Le toghe scendono in campo sulla riforma costituzionale come nel 2006. È un pezzo della strategia anti Renzi?
«Non
sono le toghe a scendere in campo. Ma singoli magistrati. Ma se già nel
2006 c’è stata una “discesa in campo” è chiaro che Renzi non c’entra
nulla».
Un magistrato può esprimere pubblicamente il suo voto al referendum?
«Quando
ritiene che una norma sia incostituzionale il giudice la impugna
davanti alla Consulta. In questo modo non si targa, non si schiera, pone
solo un problema. Più o meno la stessa cosa succede quando si discute
di riforma della Costituzione. E il lavoro quotidiano del magistrato
(inchieste, processi) rimane del tutto fuori, non c’entra niente col
dibattito sulla riforma. Altrimenti se un magistrato va a messa tutte le
domeniche e in questo modo si targa come cattolico dovrebbe forse
astenersi quando una delle parti è cattolica?».
Per Legnini una toga deve stare lontano dalla propaganda.
«Credo
che ci potrebbero essere problemi che partendo dal principio
costituzionale di libera manifestazione del pensiero arrivano a una
giurisprudenza consolidata della sezione disciplinare del Csm che
garantisce questo diritto».
Lei ha indagato su terrorismo e mafia. La politica “era” con voi. Sulla corruzione è contro.
Perché?
«Per
il terrorismo c’è stata la lunga stagione dei compagni che sbagliano e
degli slogan né con lo Stato né con le Br. Per la mafia non
dimentichiamo che Falcone ha dovuto emigrare da Palermo, anche perché
facendo il suo dovere aveva cominciato ad occuparsi di mafia e politica.
Per quanto mi riguarda non posso non ricordare la legge contro di me,
votata dalla maggioranza di centrodestra, per punirmi del processo
Andreotti. Le cose stanno così: ci sono problemi, in particolare mafia e
corruzione, che la politica, trasversalmente, delega a forze
dell’ordine e magistratura. Ma con la raccomandazione mai esplicitata,
ma sempre chiara, di non oltrepassare una certa asticella che delimita
alcuni interessi.

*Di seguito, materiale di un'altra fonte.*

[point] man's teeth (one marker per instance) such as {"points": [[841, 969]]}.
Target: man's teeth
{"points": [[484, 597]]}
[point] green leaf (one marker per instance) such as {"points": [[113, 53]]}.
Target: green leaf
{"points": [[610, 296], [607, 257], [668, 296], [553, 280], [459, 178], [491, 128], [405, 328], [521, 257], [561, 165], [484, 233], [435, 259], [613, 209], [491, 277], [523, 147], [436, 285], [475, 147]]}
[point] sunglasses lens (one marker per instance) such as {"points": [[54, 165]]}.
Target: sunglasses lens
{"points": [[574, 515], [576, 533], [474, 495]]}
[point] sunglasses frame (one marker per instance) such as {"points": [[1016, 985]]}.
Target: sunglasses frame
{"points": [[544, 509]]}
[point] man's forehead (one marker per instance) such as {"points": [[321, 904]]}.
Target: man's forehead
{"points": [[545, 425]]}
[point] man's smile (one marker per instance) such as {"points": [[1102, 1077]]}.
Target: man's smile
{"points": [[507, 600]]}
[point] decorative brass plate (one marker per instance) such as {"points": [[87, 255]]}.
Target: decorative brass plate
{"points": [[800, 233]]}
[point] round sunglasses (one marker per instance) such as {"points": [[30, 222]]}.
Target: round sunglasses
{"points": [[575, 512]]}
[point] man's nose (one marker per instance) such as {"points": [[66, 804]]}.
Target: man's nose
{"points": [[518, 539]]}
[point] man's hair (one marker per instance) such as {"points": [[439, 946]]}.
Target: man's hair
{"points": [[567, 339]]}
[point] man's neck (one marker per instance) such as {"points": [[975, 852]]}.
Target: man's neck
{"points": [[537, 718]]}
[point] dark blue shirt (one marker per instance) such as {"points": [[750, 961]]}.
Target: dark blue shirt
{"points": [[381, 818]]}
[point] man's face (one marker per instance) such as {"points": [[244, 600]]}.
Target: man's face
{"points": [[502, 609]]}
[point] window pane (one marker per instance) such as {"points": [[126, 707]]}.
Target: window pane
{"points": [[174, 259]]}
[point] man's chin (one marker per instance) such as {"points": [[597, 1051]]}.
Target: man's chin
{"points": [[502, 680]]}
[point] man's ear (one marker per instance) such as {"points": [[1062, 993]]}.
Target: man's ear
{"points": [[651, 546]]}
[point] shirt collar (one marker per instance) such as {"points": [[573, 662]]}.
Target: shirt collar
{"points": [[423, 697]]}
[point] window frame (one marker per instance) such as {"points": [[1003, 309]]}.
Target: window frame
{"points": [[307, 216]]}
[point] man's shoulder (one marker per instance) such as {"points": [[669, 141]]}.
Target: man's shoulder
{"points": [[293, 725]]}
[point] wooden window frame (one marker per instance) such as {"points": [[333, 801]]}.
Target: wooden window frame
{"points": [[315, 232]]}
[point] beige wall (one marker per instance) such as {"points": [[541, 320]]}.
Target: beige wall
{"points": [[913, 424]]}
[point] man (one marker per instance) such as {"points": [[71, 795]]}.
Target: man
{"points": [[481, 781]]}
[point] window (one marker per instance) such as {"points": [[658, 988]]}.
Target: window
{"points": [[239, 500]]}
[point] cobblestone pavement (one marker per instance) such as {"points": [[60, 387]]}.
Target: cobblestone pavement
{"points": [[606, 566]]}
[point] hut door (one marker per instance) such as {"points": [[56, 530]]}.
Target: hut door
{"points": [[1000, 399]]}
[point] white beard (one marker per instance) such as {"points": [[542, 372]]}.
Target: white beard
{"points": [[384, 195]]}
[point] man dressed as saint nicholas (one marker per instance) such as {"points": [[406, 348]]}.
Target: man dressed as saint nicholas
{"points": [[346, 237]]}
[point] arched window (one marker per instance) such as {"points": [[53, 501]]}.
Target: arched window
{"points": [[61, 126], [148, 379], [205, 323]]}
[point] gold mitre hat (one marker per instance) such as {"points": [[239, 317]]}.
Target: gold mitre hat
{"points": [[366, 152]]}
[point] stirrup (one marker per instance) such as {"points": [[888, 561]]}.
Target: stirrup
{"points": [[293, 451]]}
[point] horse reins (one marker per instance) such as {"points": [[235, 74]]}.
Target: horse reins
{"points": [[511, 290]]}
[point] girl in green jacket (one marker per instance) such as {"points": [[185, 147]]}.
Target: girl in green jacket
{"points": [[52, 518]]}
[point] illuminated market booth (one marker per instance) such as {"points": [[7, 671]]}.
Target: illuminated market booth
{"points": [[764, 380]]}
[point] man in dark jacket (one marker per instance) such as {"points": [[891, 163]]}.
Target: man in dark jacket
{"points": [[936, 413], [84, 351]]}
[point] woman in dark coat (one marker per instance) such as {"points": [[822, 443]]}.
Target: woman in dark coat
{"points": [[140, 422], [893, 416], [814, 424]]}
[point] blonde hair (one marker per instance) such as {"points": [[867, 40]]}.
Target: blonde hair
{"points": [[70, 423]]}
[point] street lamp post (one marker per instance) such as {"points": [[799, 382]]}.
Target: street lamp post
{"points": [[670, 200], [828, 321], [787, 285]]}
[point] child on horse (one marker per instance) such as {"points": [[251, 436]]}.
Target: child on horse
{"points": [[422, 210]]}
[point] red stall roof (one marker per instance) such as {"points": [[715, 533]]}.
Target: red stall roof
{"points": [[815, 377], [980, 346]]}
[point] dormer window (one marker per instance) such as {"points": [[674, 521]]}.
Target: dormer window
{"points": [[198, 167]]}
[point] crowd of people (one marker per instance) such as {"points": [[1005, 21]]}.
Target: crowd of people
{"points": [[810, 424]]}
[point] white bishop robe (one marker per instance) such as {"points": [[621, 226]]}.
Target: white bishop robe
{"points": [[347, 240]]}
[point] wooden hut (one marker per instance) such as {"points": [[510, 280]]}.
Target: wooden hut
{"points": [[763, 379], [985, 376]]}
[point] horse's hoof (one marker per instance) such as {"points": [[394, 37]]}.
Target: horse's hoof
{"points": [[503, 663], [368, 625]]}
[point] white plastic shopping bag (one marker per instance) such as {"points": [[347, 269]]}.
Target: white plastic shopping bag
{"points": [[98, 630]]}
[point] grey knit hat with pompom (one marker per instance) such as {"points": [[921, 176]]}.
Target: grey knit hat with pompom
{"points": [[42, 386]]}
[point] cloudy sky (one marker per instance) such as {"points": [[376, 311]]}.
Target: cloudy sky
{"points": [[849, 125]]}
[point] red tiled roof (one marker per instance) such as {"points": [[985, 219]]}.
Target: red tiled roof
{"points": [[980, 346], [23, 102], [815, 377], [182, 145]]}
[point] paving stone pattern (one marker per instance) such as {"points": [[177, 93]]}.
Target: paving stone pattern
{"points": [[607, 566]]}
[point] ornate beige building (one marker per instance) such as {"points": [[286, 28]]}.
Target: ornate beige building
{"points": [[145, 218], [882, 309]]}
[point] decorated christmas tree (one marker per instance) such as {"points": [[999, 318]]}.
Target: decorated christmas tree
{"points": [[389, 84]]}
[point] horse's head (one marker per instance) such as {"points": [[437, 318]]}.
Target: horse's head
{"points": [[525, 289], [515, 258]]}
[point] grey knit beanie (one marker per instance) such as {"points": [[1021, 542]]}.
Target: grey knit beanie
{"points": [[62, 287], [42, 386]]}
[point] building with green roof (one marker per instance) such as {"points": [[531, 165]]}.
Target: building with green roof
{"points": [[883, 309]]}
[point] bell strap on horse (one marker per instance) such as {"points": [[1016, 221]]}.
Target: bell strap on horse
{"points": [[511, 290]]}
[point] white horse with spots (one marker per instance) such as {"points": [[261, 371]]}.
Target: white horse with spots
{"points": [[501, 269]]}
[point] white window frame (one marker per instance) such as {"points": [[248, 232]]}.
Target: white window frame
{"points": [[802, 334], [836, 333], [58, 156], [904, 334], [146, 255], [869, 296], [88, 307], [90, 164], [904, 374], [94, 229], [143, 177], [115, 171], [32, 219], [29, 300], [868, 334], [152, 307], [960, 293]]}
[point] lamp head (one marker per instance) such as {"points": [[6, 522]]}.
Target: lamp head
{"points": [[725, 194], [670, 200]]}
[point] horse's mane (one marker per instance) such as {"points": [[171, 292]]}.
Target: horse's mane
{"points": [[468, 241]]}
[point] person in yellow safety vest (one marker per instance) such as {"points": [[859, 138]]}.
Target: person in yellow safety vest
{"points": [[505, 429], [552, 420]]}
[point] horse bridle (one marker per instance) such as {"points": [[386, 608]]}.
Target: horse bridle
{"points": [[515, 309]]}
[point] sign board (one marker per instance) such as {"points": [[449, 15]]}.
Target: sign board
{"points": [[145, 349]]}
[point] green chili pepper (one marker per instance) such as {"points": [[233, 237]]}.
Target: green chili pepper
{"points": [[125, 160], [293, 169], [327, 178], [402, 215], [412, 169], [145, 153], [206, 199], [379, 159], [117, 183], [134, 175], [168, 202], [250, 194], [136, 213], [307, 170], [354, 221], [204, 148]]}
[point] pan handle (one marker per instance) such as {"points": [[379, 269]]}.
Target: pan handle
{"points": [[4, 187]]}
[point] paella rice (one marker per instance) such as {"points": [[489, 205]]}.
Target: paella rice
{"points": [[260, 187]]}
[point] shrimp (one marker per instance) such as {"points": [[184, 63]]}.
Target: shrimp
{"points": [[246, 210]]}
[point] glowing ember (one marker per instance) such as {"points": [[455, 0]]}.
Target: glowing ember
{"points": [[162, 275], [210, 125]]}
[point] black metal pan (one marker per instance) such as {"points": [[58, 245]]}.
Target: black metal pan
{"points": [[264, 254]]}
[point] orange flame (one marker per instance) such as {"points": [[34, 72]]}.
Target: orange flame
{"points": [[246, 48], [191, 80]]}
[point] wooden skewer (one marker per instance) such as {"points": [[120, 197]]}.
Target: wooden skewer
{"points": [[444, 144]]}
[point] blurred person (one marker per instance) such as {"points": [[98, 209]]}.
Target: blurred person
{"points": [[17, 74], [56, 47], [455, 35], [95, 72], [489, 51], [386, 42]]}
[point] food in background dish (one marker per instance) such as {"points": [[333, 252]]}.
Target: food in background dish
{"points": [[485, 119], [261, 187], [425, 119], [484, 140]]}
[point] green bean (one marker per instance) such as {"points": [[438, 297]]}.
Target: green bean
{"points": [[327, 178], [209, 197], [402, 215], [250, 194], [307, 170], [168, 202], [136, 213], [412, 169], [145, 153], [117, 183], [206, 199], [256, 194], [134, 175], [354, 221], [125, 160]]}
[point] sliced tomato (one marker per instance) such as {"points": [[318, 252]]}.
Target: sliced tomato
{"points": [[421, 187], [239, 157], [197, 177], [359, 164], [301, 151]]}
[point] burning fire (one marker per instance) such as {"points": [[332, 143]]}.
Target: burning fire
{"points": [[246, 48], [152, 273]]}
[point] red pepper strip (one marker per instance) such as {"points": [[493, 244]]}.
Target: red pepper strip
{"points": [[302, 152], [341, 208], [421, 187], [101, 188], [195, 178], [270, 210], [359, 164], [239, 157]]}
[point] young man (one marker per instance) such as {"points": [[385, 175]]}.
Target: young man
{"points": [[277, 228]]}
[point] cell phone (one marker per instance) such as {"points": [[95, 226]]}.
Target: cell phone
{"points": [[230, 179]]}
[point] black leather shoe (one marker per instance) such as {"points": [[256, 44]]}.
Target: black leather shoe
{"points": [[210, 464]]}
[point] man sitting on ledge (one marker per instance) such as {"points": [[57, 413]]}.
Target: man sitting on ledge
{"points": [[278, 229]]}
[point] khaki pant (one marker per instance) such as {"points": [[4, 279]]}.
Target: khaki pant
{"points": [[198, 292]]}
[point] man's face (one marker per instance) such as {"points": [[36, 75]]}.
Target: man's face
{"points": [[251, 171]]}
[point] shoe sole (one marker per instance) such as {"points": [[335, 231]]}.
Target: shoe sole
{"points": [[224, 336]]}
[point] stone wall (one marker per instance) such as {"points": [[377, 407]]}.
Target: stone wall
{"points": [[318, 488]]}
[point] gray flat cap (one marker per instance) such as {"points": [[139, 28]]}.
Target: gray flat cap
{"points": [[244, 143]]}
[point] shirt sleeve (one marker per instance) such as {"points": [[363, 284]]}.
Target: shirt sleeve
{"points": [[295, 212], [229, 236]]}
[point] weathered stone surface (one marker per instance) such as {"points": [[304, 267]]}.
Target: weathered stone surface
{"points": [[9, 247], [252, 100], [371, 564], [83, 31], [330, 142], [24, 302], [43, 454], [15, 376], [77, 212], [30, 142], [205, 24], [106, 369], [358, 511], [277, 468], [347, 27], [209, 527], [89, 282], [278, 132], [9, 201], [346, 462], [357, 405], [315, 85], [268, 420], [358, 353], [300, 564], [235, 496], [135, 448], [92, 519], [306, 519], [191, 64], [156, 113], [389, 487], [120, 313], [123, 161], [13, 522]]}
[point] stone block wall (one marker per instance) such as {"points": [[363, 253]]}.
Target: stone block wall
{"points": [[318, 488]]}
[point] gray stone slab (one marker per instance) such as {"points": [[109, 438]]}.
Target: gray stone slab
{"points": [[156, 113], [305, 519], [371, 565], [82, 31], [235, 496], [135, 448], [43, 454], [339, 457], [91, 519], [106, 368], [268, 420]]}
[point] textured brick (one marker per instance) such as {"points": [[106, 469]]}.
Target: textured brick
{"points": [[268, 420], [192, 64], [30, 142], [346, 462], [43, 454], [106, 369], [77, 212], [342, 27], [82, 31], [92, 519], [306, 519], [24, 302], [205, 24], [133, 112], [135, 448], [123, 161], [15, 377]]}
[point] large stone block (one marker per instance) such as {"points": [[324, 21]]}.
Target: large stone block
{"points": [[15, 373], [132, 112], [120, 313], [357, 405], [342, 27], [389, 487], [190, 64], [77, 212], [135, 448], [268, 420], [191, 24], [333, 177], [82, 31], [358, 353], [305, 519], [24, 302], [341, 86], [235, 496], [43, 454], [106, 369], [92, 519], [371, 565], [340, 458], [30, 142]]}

Se la si supera ecco gli attacchi alla magistratura,
basati sul criterio dell’utilità dell’intervento giudiziario e non su
quello ben più corretto del rigore».
Davigo
dice che i politici rubano e non si vergognano. Cantone cita il
proverbio napoletano “chi ruba ha sempre la faccia di corna». Lei che
dice ?
«Davigo ha riproposto la questione
morale, che significa trasformazione della politica in lobby e
contaminazione tra apparati di partito e mondo affaristico- economico.
Davigo vuol dire che la questione morale non è un reperto archeologico,
l’ubbia di qualche parruccone, ma una questione democratica e
istituzionale di grandissima attualità. Io sono d’accordissimo con lui».
Corruzione e prescrizione. La sua idea?
«La
riforma della prescrizione che ci allineerebbe alle democrazie
occidentali. Va interrotta con il rinvio a giudizio o la condanna di
primo grado. Rappresenterebbe il minimo sindacale se si vuole davvero
migliorare il funzionamento della giustizia».